Today, we don't have that luxury. Today we have constant, instant access to information and as a result, are raising a generation more aware than ever of what's happening in the world around them.
So we talk about it.
And while I would certainly prefer that a discussion on Supreme Court appointments was simply an explanation of our independent judicial branch, checks and balances, and upholding the Constitution, this one also happens to involve drunken minors and accusations of groping and gang rape.
With our daughters, the discussions we should have when stories like this arise are obvious. Unsafe behavior. No means No. Never feeling ashamed to report something that makes them uncomfortable. Bonus points if they tolerate your rendition of the Girl Scout classic, "Stop! Don't touch me there! This is my no no square!"
The discussion with our boys, on the other hand. Now that's a different story.
Google "How to talk to boys about sexual harassment," and you'll find endless advice based on the assumption that sexual misbehavior is inevitable. Our sons have been conditioned, after all, by a culture that condones violence against women. Even more frightening? Someday they'll grow up to be (gasp) men.
One article, published by The Globe and Mail, says that a discussion with young boys about acceptable behavior toward women is "urgent," as though they're all little misogynists just champing at the bit, waiting for their chance to make unwanted advances. It says, "When powerful, prominent adult men are groping their coworkers and exposing themselves to interns, how can we expect our sons to act any differently?"
To which I say, speak for yourself.
During the Kavanaugh hearing yesterday, a group of protestors stood on Capitol Hill wearing shirts that said, "Men are Trash," and I wasn't the least bit surprised. The last couple weeks have demonstrated that it's no longer enough to assume that all women are innocent. We also have to assume that all men are guilty.
Of course I want my daughters to understand that some men are predators. Of course I want them to be able to protect themselves, and to know their rights. But I also want my sons to understand that most men are not predators, and to know that they have rights too.
They have the right, for instance, to be unapologetically male. I want them to grow into men who aren't ashamed on behalf of their gender, or sorry for crimes they haven't committed.

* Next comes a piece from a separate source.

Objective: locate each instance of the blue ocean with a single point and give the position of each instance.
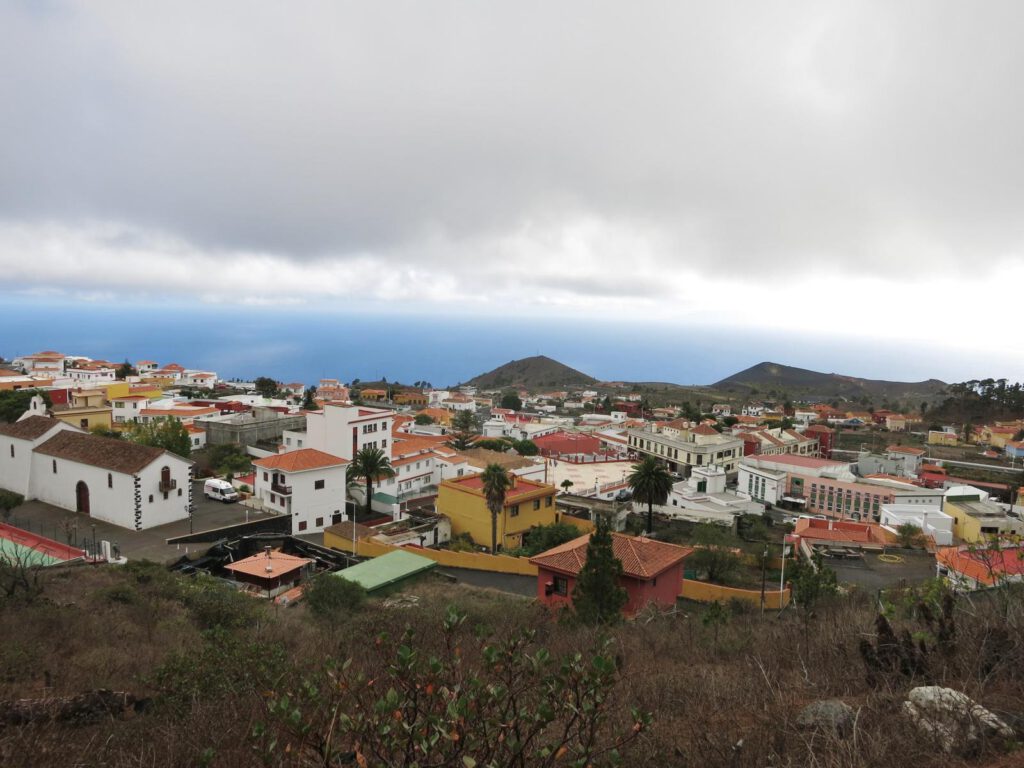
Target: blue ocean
(443, 349)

When I was 9-years old, a man exposed himself to me and my friends after school. We were walking home and just as we passed his house he appeared facing us from his garage, naked. We ran home and told our parents, who of course unleashed fury and all of their legal rights, and found us a new route home from school.
What they didn't do, is generalize his behavior in a way that made me fearful of all men. Never once after that incident did it occur to me that because one idiot exposed himself, that every man I met wanted to expose himself. I understood him to be an isolated nut job, and experience since has taught me that women are also capable of disgraceful conduct.
Yes, men start wars. Men commit crimes. Men sexually assault women. But not the men I know. The men I know are respectable, and respectful. They are strong, self-sacrificing gentlemen. They are providers, protectors, and defenders of their families.
This is the conversation I have with my boys.
Because as troubling as it is to imagine my daughters feeling like they can't speak to defend their rights, I also find it troubling to imagine my sons feeling like they can't speak to defend their rights; to not be slandered or dragged through the mud by a culture of guilty until proven innocent.
I have two daughters and two sons, and when people hear this they often make friendly jokes about how lucky we are to have a level playing field. I tell them I'm doing my best.